Peters’ zeal against the so-called U.S. embargo of Cuba (the U.S. is actually Cuba's biggest food supplier and fourth biggest trade partner ) strikes many as excessive for someone with a purely intellectual stake in the matter. Moreover, Peters snipes at all aspects of U.S. policy, even the traditional one of accepting Cuban refugees. It's like he follows the entire list of Castro's directives to his own captive media.
FP: Why do you think he has be become one of the mainstream media’s favorite sources for Cuba sound-bites?
Fontova: Primarily because he echoes their anti-U.S. policy viewpoint. But he does it from the point of view of a "former Reagan-Bush State Dept. official" and "Vice Pres of a free-market" think tank, you see.

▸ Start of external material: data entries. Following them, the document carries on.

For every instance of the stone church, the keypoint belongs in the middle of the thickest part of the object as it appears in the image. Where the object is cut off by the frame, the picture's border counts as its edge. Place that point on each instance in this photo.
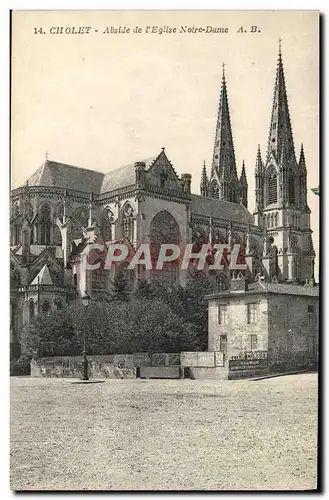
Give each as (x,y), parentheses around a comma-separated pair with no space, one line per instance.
(62,208)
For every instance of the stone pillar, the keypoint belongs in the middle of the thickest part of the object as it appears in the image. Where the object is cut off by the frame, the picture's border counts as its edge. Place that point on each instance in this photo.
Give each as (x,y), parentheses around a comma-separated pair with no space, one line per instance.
(292,266)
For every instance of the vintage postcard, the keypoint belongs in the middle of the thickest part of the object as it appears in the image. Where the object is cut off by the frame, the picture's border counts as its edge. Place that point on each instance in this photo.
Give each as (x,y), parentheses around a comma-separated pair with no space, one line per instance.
(164,250)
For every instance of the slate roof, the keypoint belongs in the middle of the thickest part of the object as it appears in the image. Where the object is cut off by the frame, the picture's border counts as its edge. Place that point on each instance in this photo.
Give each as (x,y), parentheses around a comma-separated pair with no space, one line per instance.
(123,176)
(43,277)
(221,209)
(272,288)
(285,289)
(55,174)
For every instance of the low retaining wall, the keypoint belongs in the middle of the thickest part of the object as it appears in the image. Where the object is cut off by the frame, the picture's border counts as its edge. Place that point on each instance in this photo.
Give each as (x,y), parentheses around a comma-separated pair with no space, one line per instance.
(160,372)
(216,373)
(72,367)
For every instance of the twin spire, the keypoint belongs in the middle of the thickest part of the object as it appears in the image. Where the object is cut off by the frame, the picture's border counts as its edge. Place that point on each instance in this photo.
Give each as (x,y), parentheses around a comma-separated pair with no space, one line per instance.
(223,182)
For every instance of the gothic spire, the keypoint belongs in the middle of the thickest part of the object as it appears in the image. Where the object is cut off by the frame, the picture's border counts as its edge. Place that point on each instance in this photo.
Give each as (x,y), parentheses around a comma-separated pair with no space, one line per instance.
(223,156)
(280,136)
(259,163)
(302,162)
(204,181)
(243,186)
(243,177)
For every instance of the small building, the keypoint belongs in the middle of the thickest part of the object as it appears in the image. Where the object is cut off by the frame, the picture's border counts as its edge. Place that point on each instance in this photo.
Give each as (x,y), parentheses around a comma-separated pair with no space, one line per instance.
(264,327)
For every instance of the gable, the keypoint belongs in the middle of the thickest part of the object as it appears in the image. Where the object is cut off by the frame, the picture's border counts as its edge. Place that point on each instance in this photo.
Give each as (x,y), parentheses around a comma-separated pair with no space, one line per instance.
(162,174)
(45,257)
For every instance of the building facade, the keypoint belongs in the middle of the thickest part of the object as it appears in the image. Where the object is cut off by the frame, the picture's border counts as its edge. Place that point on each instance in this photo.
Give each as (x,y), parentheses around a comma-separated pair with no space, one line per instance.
(61,209)
(279,320)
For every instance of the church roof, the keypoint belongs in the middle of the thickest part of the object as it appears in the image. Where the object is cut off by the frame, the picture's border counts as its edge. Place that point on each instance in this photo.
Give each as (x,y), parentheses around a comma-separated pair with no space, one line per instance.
(221,209)
(55,174)
(264,287)
(285,289)
(123,176)
(43,277)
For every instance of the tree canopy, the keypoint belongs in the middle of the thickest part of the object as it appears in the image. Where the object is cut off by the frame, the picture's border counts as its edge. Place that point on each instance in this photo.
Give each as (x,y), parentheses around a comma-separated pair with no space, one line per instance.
(154,318)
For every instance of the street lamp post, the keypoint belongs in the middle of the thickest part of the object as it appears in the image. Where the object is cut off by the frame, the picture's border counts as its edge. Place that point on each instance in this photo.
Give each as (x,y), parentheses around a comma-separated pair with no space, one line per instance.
(85,301)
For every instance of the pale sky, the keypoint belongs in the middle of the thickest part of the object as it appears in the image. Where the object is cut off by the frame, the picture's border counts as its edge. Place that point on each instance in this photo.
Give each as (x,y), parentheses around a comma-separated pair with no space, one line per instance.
(100,101)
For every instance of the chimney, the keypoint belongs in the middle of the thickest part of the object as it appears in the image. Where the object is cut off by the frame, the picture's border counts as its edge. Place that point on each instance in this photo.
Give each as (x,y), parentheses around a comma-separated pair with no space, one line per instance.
(238,283)
(187,178)
(140,172)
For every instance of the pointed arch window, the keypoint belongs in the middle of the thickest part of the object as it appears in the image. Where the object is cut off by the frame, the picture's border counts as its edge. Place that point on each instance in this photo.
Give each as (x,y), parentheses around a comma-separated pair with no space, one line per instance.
(272,187)
(128,222)
(45,224)
(221,283)
(106,225)
(230,194)
(31,309)
(17,234)
(214,190)
(291,188)
(99,277)
(57,236)
(59,304)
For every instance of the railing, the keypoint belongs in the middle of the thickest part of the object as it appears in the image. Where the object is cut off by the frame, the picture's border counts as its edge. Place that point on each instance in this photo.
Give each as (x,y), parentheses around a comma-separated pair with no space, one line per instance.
(45,288)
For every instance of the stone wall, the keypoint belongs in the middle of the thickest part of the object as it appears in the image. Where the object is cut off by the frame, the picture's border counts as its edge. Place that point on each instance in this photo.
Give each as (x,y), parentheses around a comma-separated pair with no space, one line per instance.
(236,327)
(293,331)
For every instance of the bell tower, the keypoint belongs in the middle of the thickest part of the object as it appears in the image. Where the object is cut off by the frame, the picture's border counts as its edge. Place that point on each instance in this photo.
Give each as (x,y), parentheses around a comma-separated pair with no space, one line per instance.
(224,183)
(281,192)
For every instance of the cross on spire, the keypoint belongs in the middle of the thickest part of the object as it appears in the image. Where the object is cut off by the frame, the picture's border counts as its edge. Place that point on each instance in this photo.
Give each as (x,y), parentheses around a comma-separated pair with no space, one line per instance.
(280,42)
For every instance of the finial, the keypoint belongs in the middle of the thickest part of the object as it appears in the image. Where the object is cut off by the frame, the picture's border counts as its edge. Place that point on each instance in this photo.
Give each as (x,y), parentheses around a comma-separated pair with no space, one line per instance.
(280,41)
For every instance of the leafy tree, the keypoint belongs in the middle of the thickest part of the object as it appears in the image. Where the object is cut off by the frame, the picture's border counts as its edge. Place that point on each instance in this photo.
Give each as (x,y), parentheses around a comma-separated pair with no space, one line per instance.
(120,288)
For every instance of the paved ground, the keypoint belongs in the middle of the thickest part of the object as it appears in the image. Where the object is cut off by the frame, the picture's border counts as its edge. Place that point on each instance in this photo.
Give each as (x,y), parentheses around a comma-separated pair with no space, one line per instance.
(186,434)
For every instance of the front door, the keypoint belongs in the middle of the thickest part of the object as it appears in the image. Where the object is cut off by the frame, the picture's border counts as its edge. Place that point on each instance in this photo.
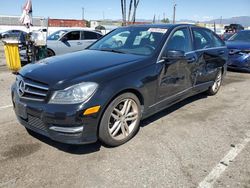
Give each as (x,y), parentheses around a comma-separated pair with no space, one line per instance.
(176,75)
(211,53)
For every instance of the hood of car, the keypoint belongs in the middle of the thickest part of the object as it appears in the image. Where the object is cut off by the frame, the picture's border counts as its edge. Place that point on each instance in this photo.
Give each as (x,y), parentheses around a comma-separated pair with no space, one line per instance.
(59,69)
(241,45)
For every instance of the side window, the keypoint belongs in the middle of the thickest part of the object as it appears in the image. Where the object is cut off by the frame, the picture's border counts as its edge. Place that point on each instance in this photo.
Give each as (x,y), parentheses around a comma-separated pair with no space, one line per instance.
(98,36)
(217,41)
(202,38)
(73,35)
(180,40)
(88,35)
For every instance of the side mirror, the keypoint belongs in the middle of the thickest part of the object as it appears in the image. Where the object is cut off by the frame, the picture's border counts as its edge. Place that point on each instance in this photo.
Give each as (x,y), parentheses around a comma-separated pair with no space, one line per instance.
(173,55)
(64,39)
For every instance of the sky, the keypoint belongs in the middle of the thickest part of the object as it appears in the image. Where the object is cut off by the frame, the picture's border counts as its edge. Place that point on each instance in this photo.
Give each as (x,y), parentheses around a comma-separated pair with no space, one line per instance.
(198,10)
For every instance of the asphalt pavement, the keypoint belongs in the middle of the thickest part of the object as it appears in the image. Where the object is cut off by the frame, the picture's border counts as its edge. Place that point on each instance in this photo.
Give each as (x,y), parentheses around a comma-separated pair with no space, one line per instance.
(202,141)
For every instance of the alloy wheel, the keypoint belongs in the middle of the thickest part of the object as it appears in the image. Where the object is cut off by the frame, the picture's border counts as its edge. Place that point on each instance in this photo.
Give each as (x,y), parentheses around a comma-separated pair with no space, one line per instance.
(123,119)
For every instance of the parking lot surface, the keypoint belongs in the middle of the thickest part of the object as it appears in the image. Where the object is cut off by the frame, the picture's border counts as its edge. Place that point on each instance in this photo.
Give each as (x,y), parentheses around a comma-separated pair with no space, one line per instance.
(181,146)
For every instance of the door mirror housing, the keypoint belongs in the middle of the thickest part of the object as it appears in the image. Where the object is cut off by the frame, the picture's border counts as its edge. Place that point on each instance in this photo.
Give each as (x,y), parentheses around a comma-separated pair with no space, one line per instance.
(64,39)
(173,55)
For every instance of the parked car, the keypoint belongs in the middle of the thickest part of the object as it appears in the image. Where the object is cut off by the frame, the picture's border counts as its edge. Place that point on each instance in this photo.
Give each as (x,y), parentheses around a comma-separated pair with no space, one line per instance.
(226,36)
(104,91)
(239,51)
(66,41)
(233,28)
(13,34)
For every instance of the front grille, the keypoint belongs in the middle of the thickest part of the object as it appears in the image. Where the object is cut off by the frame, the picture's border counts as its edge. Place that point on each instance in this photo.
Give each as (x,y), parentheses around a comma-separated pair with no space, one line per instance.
(29,89)
(36,122)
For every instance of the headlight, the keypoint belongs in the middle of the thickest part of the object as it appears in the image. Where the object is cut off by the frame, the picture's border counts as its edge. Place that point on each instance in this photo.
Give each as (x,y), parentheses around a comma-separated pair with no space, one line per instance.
(74,94)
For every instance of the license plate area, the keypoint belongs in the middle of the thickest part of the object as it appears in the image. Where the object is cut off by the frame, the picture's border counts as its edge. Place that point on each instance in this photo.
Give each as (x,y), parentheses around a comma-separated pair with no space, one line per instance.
(20,109)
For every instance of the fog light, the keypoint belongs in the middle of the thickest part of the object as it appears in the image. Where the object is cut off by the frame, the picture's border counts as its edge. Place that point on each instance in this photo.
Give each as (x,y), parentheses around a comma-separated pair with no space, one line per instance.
(92,110)
(67,129)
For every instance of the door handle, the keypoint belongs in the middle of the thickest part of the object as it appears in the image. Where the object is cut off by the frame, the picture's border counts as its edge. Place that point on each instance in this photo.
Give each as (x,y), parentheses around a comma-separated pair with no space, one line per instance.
(191,59)
(221,52)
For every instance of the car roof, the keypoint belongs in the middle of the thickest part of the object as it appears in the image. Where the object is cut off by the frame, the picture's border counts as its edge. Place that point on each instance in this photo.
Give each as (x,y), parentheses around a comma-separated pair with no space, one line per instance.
(163,26)
(68,30)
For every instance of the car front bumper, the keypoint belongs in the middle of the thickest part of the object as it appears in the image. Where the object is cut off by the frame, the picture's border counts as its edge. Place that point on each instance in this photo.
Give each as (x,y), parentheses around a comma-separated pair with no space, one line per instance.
(62,123)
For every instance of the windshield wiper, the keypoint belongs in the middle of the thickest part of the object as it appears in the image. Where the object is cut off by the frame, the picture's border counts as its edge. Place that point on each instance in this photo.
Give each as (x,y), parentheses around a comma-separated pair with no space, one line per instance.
(112,50)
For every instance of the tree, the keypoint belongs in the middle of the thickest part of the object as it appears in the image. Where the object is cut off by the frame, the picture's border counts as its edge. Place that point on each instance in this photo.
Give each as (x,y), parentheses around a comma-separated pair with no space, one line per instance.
(133,4)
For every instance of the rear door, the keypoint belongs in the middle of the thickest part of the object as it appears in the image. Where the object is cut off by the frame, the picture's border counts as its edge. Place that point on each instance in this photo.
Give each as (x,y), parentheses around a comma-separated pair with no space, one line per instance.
(211,54)
(176,75)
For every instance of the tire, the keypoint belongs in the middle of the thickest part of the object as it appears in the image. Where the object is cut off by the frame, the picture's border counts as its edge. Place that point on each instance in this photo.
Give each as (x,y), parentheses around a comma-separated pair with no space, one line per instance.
(217,84)
(120,121)
(50,53)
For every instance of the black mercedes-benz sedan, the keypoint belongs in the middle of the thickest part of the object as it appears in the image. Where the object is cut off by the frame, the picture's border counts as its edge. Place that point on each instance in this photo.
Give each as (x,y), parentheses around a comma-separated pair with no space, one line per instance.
(103,92)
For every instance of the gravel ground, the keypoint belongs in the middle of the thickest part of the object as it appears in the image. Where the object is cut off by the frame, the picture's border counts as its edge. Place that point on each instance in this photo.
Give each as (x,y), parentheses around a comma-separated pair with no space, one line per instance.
(177,147)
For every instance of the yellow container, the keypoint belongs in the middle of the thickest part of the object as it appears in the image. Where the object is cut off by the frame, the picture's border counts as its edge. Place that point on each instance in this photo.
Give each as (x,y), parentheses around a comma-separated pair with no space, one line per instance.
(12,55)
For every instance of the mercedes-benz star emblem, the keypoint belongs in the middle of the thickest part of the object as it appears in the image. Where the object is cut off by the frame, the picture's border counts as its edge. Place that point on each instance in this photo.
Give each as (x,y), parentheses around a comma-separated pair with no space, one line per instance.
(21,88)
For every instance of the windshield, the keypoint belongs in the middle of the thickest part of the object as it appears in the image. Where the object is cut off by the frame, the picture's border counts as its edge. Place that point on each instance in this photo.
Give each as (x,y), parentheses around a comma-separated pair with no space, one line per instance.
(132,40)
(241,36)
(56,35)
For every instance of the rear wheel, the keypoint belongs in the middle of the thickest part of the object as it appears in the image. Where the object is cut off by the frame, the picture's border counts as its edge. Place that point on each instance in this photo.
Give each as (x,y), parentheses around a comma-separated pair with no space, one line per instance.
(120,121)
(217,84)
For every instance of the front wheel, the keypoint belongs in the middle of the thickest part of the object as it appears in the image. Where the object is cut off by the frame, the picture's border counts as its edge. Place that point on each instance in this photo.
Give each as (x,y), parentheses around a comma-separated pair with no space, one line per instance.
(217,84)
(120,121)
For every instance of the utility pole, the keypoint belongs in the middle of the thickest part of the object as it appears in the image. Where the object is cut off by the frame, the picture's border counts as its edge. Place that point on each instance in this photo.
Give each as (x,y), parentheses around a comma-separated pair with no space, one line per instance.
(82,13)
(103,15)
(174,12)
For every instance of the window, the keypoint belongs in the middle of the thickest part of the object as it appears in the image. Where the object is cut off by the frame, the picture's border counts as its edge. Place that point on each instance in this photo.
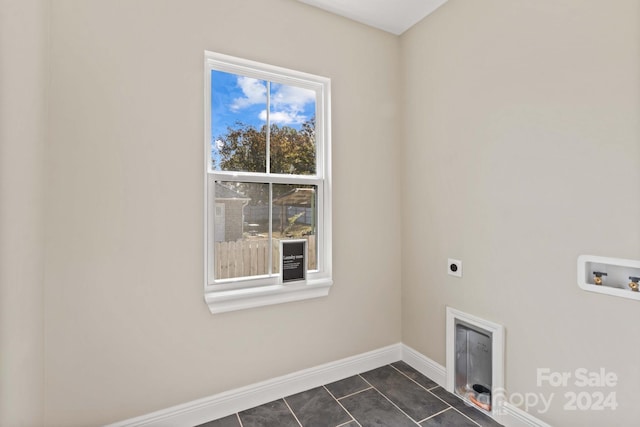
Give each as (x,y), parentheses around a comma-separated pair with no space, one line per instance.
(267,179)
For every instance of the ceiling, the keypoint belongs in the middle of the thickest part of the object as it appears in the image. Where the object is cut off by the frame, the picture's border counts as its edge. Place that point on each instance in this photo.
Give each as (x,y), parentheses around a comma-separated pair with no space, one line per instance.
(394,16)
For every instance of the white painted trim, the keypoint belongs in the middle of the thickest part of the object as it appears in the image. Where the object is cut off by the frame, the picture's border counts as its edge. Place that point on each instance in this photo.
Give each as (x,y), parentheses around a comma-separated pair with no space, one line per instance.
(425,366)
(514,416)
(242,293)
(497,344)
(230,402)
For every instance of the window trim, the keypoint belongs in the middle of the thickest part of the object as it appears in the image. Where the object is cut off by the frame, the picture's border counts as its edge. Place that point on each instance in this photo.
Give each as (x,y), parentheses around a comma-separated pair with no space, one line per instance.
(238,294)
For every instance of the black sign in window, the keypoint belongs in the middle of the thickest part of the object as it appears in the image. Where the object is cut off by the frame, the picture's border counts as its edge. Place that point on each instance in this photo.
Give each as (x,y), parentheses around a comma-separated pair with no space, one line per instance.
(294,260)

So he's billed as being free from any leftist taint which gives his observations and opinions a more mainstream cachet than if they issued from, say, Noam Chomsky or Saul Landau.
FP: What do you think explains the fact that he is a frequent guest of the Cuban regime -- which rolls out the red carpet for him?
Fontova: Cuba 's Stalinist rulers are not overly keen on hosting anyone who will alert the outside world to their high-living and repression, and they have various methods of making it worthwhile for their guests to cooperate in the cover-up.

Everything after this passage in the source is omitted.